The Payson Town Council proved exquisitely sensitive to citizen complaints Thursday, Jan. 10 when an overflow crowd of angry homeowners prompted a divided council to back away from a decade-long plan to connect Mud Springs Road to Highway 260.
In addition, protests by local business owners convinced the council to grant the Red Elephant Bakery an exception to the fire code, over the objections of the fire marshal and building director.
Some 200 citizens jammed the council chambers and filled the lobby to protest the Mud Springs extension, the top priority in the town's previously adopted traffic plan. The parade of homeowners predicting out-of-town drivers would turn Phoenix Street into a highway bypass that would endanger children and sick people leaving the hospice center consumed nearly two hours, pushing action on the already crowded agenda past 10 p.m.
In the end, the council voted 4-3 to send the long-debated and much-studied Mud Springs extension back to the Surface Transportation Advisory Board to determine whether signs, speed bumps and other efforts to control and slow traffic would keep Phoenix Street and Mud Springs from becoming a de facto bypass.
The jam-packed hall full of adamant homeowners overshadowed the array of other major issues on the council agenda. The council acted on several other issues, including:
- Approved the free, long-term lease of town land to allow a 150-room hotel and events center to move forward;
- Previewed a new Web site intended to attract tourists to Payson and enable them to plan and trip and book a room to "a mountain town with a Western heritage."
Homeowner protests focused on a proposed $42,000 contract to design a roundabout highway connector as part of the proposed $1.1 million extension of Mud Springs. The council approved the extension last year on a 5-2 vote, with Mayor Edwards and Councilman Ed Blair in opposition. But after Mayor Edwards, who lives in the neighborhood, in December put out an e-mail call for people to oppose the design contract, several homeowners gathered some 200 signatures in protest.

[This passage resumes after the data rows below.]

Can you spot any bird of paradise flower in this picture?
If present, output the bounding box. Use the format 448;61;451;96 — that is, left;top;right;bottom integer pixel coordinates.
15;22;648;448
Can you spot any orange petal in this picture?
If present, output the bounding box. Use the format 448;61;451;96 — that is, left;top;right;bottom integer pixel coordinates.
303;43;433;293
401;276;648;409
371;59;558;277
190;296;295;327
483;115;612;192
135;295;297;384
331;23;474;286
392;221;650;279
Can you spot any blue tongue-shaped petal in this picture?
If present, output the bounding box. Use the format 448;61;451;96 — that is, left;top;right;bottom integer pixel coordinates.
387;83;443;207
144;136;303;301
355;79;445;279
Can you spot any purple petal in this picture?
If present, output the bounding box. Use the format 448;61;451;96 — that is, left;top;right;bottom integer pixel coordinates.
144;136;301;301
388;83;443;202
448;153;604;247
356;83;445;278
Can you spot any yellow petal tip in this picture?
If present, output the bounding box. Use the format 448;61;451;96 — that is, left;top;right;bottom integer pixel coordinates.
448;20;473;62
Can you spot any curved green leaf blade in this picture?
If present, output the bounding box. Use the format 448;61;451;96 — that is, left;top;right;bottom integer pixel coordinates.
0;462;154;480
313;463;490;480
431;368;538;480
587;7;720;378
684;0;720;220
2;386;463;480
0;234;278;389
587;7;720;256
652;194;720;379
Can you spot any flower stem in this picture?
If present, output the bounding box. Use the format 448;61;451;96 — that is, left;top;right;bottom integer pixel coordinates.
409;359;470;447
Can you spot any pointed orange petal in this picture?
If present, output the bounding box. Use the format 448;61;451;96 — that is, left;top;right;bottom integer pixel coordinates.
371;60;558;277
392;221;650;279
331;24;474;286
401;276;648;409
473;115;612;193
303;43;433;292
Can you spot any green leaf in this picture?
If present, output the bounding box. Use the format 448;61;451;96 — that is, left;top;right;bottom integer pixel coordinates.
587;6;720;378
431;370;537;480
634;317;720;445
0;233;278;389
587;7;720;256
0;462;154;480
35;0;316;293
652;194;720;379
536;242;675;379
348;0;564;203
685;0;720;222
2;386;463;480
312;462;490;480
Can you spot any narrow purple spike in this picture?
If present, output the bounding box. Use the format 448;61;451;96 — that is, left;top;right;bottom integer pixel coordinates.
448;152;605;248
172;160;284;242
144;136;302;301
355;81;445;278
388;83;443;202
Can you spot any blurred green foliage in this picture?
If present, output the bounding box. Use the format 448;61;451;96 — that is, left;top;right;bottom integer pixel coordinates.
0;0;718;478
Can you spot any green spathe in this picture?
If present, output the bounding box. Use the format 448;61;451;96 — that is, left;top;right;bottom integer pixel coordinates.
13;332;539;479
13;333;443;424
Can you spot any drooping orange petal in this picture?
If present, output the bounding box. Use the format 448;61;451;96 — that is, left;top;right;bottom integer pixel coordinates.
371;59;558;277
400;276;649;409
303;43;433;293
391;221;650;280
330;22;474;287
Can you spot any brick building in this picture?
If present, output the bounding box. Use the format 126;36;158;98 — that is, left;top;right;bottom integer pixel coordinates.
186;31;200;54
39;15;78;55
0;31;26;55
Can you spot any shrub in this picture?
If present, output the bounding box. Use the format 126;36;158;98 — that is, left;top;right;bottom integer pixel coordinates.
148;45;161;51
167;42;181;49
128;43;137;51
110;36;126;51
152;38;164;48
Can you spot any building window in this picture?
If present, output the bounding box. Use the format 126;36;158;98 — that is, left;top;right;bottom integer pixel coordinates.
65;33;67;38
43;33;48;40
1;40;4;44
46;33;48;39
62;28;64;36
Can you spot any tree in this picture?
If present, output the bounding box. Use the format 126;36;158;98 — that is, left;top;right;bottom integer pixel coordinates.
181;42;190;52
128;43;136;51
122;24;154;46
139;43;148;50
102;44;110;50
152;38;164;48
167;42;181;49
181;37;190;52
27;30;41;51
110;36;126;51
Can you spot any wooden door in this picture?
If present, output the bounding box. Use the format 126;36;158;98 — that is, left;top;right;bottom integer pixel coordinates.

"Will you trade the safety of our children and our seniors and our wildlife for less congestion in some areas? Is that a fair trade?" demanded Shirley Dye, who gathered 77 signatures opposing the plan.
However, longtime resident Ginger Henry strongly supported the extension, which will take traffic off the dangerous connection between Granite Dells and the highway and provide improved circulation and emergency access for the whole southeastern quadrant of the town.
Councilman Mike Vogel said the people living in modest homes on streets like Frontier who suffer from narrow streets crowded with drivers trickling through neighborhoods now didn't bother to make their case, believing the council doesn't care as much about them.
The council voted 4-3 to send the whole issue back to the Surface Transportation Committee for what looks like a six-month series of studies.
Once the smoke cleared from the road debate, the council turned to another long-smoldering issue -- Red Elephant Bakery owner Leoni Dobbins' plea that the council overrule town building and fire officials and let her install a smaller hood and fire suppression system over her restaurant stove. She appealed building officials' ruling that she needed a $15,000 fire suppression system on the stove, hoping for a less-comprehensive hood that would cost more like $10,000.
In the end, the council overruled town officials to carve out an exception for the bakery.
"I think that one size does not fit all," said Councilman Romance.
When it seemed obvious the council was about to grant the exemption, Councilman Vogel, a one-time Chicago firefighter, turned to Chief Building Official Ray LaHaye and Fire Chief Marti deMasi.
"Are you guys satisfied?" he asked.
"As a building official of the Town of Payson, no, I'm not," said LaHaye.
"Burned-out buildings don't attract many tourists," said deMasi.
But in the end, only Vogel voted against a fire code exception the town attorney said would only apply to this one business.
"Unlike the other people here, I've pulled bodies out of burned restaurants. Those rules are made because somebody dies," Vogel said.